In today’s Trentonian there are two stories involving Mr. Jackson, both written by David Foster. In the first, Mr. Foster passes along the announcement from Julie Roginsky, a political consultant with prior experience on other recent New Jersey Democratic campaigns who has been hired to assist Mr. Jackson’s effort.
That article was noted approvingly by Jackson on his Twitter feed:
— Eric E. Jackson (@jackson4trenton) February 20, 2014
However, Mr. Jackson fails to note as approvingly, or even at all, the appearance of the second article by Mr. Foster in the Trentonian. This piece describes how a contribution of $500 at the end of 2013 to Mr. Jackson’s campaign by the firm acting as the City of Trenton’s bond counsel, McManimon, Scotland & Baumann, LLC, may be in violation of Trenton’s Pay-to-Play campaign law.
This law, passed by public referendum back in 2006, prohibits companies providing professional services to the City from making any contributions to the city’s political candidates. A violation such as the $500 contribution to the Jackson campaign may lead to the cancellation of any city contract for that firm.
Now this story is in its early stages, and there will likely be more information forthcoming soon from our city’s media about this alleged campaign finance violation.

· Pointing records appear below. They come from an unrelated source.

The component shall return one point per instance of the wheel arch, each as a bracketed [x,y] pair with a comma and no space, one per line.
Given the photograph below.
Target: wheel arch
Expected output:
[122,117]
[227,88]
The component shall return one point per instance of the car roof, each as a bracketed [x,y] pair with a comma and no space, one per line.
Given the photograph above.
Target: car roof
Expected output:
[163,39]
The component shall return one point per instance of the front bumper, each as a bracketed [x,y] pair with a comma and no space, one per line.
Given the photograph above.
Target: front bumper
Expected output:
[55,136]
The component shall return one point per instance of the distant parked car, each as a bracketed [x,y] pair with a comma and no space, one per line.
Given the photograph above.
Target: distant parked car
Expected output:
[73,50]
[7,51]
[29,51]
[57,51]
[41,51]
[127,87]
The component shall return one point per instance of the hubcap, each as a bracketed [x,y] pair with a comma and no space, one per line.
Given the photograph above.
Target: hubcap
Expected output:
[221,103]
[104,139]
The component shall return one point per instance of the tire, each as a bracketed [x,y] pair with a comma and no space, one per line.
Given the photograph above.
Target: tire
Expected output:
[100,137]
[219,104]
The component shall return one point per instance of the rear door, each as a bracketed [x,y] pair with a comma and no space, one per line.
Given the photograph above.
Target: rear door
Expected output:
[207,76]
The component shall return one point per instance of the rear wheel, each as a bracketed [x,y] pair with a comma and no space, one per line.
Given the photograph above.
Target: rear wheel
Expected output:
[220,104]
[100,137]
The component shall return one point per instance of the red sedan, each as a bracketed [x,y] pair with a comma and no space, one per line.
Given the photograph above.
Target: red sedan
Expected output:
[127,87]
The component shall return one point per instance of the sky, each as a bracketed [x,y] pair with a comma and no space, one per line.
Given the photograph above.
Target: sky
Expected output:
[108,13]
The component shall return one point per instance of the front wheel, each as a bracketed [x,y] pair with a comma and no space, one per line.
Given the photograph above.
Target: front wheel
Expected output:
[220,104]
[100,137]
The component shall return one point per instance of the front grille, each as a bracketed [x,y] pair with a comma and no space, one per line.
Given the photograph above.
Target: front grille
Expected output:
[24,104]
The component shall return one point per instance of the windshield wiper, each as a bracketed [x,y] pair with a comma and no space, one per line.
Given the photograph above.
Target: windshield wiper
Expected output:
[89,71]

But I find it curious that we have heard no statement as of yet from Mr. Jackson. It is very probable that he saw the story: it was posted online last night one minute before the story about Ms. Roginsky that Eric Jackson gushed about on Twitter. Mr. Foster also writes that “Jackson did not respond to several calls for comment.”
It is also curious that we have heard no comment as of yet since Mr. Jackson prominently features this issue on his campaign website, and takes a stance that sounds to me to be even more severe and stringent than the City’s own Ordinance.
In the “Issues” section of his website, on a page titled “Ethics,” Mr. Jackson states “As Mayor, I will put in place a series of ethic reforms including an open process for all director positions, pay-to-play contribution protections, and limit political influence on zoning related issues.” [Emphasis mine - KM]
What might those “pay-to-play contribution protections” be, and how would they differ from the City’s current Ordinance? Weaker? Stronger? In the context of today’s news, what does Mr. Jackson think about our Pay-to-Play law?
Eric Jackson wants to make sure that we know he takes the issue of Ethics very seriously. In his “Issues” section, he lists only “Public Safety,” “Education” and Ethics. There are no tabbed sections for Trenton’s Finances, Taxes, Residential or Commercial Development, Unemployment, Infrastructure (including the woeful Trenton Water Works), or any others.
Just Public Safety, Education and Ethics.
To underscore his commitment to an ethical Administration, he declares
“Let me be clear, I have and will maintain a zero tolerance for any unethical behavior or actions. A true leader does not look to personally benefit on the backs and taxes of the residents.”
So let me ask: Mr. Jackson, in the context of today’s news story about an apparent Pay-to-Play violation in your campaign, what exactly do you mean by “zero tolerance?”
What does that mean in this instance? What will be the consequences of your zero tolerance policy inside your campaign, or with McManimon, Scotland & Baumann’s future with the City of Trenton under a Jackson Administration?
What does today’s story tell us about a future Jackson Administration? Also, while I have your attention, there are still several unanswered questions I raised a few months ago about your prior service to Trenton that I think it would be helpful to discuss.
You may choose to use some other medium than Twitter to reply. Sounds like you may need more than 140 characters to answer.
Oh, and Congratulations on your new consultant! Seems like she got here just in time.